IDEMSInternational / R-Instat

A statistics software package powered by R
http://r-instat.org/
GNU General Public License v3.0
38 stars 102 forks source link

Time series data should be defined and should also (if possible) convert #9004

Open rdstern opened 4 weeks ago

rdstern commented 4 weeks ago

@N-thony this is a problem that @MeSophie and I have sort of fallen into when trying to improve the line graphs. Some data from the datasets packagage are imported as time series (their class is ts) and we don't yet process those data well.

I don't want to get side-tracked into adding time series methods into R-Instat yet. So I have a limited target with this issue. I have 2 example datasets from the standard datasets package and I'.m sure there are more. They are LakeHuron and WWWusage.

a) When I look at the column metadata they are of class ts, so they are recognised on import automatically, but (like the polynomials) they are not indicated in the data frame. Could we indicate them as ts, or TS, or S. I think this will become important enough that we might want a special label, but I'll take what is easy for now.

Would it be possible to maike this general, rather than every new case being coded separately? So any variable that is a new type would be coded as S automatically in the grid?
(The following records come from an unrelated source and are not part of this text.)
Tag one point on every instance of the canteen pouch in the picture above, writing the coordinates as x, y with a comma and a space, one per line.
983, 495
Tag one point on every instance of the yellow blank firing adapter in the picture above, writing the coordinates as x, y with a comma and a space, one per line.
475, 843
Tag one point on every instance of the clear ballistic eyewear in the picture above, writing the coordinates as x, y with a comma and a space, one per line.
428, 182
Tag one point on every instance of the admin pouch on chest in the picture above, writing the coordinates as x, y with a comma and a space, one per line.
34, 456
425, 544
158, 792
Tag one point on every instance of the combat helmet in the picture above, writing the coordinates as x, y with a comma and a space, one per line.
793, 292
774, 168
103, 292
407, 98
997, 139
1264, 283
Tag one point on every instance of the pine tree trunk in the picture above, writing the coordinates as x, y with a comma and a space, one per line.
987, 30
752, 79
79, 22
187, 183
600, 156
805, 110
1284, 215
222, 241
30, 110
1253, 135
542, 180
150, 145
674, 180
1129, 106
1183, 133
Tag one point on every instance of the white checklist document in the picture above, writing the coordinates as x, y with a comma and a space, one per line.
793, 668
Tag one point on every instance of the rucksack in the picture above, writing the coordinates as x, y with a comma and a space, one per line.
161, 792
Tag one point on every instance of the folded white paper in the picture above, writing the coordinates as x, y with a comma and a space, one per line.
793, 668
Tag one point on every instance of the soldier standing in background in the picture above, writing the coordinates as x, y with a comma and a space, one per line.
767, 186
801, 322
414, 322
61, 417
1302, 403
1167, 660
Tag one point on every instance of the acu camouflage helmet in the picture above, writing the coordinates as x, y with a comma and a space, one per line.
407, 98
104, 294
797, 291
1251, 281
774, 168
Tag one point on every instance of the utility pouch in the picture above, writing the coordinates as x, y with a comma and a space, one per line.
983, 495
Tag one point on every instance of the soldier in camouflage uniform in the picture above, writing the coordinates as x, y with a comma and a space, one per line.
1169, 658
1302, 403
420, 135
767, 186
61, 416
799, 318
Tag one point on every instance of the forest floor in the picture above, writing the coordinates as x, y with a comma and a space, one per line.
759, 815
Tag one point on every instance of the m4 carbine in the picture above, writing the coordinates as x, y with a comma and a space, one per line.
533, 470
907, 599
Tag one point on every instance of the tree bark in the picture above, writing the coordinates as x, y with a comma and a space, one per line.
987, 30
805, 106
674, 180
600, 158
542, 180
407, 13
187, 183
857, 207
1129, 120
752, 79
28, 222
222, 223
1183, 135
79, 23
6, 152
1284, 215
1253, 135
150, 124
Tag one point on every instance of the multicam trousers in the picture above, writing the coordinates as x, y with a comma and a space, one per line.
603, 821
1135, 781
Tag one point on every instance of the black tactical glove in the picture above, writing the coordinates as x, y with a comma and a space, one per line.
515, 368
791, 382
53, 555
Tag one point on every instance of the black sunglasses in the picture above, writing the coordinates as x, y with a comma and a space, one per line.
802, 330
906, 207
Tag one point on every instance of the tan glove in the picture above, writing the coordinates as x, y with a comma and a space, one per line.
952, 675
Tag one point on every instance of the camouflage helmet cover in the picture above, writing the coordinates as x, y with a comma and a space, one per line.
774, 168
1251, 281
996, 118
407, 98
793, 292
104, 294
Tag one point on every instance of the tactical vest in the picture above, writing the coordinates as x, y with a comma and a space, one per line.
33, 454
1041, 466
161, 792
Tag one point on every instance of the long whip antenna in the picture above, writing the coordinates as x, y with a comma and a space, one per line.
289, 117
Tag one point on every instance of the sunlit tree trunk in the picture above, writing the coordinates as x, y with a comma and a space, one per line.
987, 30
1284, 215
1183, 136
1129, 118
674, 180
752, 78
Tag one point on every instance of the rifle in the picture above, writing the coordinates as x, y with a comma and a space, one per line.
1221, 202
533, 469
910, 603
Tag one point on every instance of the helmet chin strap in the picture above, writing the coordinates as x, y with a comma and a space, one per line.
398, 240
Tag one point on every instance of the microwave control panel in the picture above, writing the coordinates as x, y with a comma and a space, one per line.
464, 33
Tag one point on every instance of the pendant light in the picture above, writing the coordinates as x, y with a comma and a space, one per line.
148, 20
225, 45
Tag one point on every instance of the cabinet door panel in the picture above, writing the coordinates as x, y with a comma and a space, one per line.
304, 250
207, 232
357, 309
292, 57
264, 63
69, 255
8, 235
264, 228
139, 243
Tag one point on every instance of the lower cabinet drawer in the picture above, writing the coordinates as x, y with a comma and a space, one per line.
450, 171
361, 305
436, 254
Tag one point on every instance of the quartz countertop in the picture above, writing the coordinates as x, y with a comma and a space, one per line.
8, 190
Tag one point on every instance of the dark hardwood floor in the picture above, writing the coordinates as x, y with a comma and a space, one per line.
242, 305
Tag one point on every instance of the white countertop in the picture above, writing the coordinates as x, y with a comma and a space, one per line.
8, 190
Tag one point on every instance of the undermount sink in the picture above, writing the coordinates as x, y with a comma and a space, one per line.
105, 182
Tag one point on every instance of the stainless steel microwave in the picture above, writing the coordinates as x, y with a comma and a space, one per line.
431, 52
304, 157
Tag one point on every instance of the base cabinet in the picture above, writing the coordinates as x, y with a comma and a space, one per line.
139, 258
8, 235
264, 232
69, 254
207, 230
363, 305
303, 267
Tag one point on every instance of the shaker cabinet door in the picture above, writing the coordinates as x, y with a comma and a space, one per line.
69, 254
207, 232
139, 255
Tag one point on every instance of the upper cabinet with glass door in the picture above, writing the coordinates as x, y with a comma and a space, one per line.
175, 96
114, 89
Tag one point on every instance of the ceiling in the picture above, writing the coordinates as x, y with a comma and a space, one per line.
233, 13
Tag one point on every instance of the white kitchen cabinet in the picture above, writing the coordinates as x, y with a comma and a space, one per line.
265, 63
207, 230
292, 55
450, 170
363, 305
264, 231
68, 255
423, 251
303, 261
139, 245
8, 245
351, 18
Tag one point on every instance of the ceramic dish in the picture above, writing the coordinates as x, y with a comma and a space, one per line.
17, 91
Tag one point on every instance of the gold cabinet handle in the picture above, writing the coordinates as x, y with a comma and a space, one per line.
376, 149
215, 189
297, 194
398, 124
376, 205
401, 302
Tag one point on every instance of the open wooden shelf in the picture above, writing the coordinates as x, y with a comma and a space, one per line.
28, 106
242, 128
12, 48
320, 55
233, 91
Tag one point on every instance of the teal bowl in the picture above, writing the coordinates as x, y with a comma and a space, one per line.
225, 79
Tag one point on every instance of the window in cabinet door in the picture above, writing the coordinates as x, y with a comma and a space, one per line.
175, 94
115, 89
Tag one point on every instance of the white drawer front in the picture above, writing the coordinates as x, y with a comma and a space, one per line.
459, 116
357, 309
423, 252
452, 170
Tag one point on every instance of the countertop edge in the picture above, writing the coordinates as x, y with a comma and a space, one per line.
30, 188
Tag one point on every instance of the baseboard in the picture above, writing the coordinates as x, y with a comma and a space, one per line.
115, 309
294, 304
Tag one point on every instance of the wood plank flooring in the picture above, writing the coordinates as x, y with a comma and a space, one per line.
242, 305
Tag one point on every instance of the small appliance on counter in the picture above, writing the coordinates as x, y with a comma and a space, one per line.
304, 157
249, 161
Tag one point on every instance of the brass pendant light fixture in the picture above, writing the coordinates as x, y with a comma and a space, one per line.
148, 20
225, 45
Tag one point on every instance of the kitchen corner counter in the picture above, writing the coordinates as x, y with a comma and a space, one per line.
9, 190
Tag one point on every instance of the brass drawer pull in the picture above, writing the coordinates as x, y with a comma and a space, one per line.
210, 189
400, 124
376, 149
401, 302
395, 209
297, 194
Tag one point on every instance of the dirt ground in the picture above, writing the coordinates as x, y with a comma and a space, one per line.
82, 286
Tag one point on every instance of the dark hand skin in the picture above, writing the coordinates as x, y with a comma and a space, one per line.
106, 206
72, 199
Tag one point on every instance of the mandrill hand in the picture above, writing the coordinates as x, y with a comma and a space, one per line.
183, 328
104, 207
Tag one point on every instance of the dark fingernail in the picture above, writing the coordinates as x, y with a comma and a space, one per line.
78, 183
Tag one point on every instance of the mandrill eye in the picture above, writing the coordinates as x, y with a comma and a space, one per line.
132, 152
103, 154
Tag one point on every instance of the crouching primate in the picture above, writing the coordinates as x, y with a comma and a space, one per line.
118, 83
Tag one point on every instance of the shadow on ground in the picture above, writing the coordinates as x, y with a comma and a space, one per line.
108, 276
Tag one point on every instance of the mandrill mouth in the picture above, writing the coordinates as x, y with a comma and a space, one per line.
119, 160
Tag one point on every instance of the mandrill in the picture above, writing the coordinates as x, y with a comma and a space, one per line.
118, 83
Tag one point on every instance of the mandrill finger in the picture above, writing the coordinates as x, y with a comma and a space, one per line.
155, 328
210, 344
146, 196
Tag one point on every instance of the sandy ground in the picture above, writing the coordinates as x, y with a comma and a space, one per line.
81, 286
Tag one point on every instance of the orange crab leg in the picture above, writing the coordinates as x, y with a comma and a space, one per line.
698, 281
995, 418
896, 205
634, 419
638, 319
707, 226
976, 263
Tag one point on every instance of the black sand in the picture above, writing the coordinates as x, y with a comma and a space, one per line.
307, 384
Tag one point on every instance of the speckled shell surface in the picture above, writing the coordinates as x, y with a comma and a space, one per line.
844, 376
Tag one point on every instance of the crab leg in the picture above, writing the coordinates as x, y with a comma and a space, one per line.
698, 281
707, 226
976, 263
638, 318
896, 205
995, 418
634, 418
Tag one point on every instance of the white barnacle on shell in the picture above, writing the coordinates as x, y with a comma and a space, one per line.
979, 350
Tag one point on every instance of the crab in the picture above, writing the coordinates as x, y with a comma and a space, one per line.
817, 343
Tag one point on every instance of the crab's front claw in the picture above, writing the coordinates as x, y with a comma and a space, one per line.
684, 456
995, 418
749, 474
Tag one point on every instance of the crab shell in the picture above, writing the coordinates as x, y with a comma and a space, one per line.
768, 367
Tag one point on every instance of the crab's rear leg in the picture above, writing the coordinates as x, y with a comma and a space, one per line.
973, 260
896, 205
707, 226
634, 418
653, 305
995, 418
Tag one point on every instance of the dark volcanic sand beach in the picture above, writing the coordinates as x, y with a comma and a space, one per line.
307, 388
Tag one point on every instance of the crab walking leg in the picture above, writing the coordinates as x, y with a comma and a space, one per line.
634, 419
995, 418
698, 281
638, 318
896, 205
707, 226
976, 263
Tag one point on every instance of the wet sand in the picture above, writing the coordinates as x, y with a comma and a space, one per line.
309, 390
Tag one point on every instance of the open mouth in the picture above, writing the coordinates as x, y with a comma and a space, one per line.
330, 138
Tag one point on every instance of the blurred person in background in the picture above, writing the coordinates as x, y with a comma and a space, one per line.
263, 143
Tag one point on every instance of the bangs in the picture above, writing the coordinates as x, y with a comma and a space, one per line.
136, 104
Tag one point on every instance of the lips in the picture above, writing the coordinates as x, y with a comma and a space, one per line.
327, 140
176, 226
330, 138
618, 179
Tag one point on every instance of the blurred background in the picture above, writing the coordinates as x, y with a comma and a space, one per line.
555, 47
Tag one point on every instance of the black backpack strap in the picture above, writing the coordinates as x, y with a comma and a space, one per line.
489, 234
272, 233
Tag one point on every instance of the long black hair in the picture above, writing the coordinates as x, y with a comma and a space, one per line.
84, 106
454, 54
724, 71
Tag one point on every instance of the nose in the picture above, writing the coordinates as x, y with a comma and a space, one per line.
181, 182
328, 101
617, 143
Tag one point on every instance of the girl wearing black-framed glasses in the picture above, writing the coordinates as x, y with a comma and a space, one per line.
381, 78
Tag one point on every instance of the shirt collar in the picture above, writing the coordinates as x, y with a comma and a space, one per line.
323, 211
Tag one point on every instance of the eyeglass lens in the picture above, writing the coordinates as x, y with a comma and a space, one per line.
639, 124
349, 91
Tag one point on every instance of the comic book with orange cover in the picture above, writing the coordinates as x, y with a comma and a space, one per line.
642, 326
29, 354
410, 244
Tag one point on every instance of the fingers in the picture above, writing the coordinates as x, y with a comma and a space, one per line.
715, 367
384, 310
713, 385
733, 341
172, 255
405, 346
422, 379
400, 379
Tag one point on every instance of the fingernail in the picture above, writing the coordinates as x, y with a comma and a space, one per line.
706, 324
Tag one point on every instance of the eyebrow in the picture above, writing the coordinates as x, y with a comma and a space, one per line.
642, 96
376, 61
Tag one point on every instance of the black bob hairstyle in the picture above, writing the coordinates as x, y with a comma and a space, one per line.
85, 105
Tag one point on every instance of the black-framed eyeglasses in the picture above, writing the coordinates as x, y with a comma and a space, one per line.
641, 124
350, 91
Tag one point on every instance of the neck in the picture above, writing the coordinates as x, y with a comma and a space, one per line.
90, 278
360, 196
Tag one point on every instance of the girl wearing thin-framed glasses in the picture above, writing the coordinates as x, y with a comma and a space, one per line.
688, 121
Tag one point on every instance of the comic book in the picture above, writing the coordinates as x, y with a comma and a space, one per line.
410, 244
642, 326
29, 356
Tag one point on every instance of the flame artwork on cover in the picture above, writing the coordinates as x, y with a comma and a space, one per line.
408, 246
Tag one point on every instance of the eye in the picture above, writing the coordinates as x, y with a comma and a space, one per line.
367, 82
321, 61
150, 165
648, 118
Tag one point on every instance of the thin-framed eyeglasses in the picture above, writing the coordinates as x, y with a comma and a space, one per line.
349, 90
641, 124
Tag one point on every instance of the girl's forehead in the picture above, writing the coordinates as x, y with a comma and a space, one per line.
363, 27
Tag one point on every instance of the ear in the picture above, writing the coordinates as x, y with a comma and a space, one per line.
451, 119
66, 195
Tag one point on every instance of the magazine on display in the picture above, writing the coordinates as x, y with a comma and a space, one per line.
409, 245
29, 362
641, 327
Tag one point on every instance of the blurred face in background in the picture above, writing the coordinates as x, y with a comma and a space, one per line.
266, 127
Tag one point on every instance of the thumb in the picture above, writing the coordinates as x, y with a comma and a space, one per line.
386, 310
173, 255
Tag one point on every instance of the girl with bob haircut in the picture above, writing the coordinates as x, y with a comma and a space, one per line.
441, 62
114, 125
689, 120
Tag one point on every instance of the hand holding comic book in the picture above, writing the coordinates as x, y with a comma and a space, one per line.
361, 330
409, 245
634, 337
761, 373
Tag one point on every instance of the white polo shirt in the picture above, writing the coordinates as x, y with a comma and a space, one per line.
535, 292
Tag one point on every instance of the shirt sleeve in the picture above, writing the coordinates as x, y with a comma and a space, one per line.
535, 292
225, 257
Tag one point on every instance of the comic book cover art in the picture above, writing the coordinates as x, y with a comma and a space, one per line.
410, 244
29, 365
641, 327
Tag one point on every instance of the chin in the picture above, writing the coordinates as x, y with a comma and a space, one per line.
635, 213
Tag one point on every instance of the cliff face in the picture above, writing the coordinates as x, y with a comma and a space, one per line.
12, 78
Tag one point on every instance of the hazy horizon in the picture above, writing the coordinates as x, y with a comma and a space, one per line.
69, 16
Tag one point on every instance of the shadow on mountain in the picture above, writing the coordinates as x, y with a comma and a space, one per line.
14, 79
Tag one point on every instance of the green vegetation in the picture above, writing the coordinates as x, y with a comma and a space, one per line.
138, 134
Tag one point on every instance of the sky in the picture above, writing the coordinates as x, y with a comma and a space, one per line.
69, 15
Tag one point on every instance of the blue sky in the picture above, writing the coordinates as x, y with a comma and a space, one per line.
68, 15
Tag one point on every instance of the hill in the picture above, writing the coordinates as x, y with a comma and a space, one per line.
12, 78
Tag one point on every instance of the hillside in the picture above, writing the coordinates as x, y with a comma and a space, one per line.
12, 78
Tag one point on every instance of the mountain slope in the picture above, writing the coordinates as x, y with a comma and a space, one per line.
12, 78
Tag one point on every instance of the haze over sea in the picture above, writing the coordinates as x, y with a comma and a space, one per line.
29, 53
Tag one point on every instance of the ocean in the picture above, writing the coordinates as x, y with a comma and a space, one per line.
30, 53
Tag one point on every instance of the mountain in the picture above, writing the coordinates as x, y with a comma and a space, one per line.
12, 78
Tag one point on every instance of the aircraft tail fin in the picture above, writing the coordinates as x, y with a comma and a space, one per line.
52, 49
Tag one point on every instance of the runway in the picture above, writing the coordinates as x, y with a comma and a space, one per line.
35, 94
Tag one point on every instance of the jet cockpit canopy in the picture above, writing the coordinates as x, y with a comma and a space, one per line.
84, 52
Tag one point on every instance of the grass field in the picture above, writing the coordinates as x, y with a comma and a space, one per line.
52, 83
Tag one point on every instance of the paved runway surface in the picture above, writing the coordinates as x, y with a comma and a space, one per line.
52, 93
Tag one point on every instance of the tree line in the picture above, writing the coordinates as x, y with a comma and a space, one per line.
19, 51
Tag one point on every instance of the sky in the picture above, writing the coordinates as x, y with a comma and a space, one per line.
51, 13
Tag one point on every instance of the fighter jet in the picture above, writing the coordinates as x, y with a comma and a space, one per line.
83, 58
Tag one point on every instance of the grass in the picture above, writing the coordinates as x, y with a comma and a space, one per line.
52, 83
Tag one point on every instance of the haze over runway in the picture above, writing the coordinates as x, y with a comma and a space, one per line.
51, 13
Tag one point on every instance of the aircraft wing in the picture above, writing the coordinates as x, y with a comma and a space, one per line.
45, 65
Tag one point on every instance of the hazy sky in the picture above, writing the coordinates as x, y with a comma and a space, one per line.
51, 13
b) I am unable to convert the ts object back to numeric? I checked here and it should be easy.

In R-Instat it is in multiple places. I assume most use data_book$convert_column_to_type.

I tried in the Duplicate Column, which has an option to change the type and also in Prepare > Data Frame > Convert Column. Neither work yet, at least with options I tried? I assume they both use the data_book$convert_column_to_type

I tried Right-click > Convert to Numericand it converts ok but keeps the extra tsp information in the metadata.

I succeeded with the calculator, as shown below:

calc is justas.numeric(value) and gets rid of the extra metadata. calc1 is unclass(value) and makes it numeric, but leaves the tsp metadata. Maybe we want both options in the duplicate and convert dialogs.

image

a)

N-thony commented 3 weeks ago

@derekagorhom you recently asked for something to work on, can you have a look of this?

Patowhiz commented 2 weeks ago

@rdstern excuse my ignorance. In regards to the context of a single column header, why would we not want it labeled as numeric, is there a fundamental difference between a TS and numeric column?

On a separate note, I suggest whenever possible, we lean towards limiting R jargons in the front end. I have no issue with class being shown as ts, a class is already an R jargon.

rdstern commented 2 weeks ago

@Patowhiz we fell into this problem, because line plots are particularly useful for time-series data. And the main datasets package has lots of them. They are roughly numeric variables with linked information (visible in our metadata) that gives their period, etc.

For some reason the line geom doesn't like them, unless treated specially. And this looked odd in R-Instat, because they seemed like a numeric variable, but behave differently. I'm keen to make quick progress and not to get sucked into the details of time series analysis at this stage. And the ts class is now usually generalised, because it only copes with equally spaced series.

We will need to venture there soon - partly because all our climatic data ARE time series. For now I just wanted to be able to see what's a time series variable (which doesn't need the accompanying year as the x, for example, because that is in the metadata), and then be able to deal with it.

Your second point, why TS and not ts is good. I suggested TS, because our other types are capital letter. But I'd be quite happy to have it changed to ts. Would you like to suggest that to Derrick in the pull request? Or become the second reviewer? That would be fine. Just inform Antoine,

Patowhiz commented 2 weeks ago

@rdstern thanks for enlightening me. I wasn't aware they have linked information behind them. In that case, they have a clear distinction from numeric. I support the change.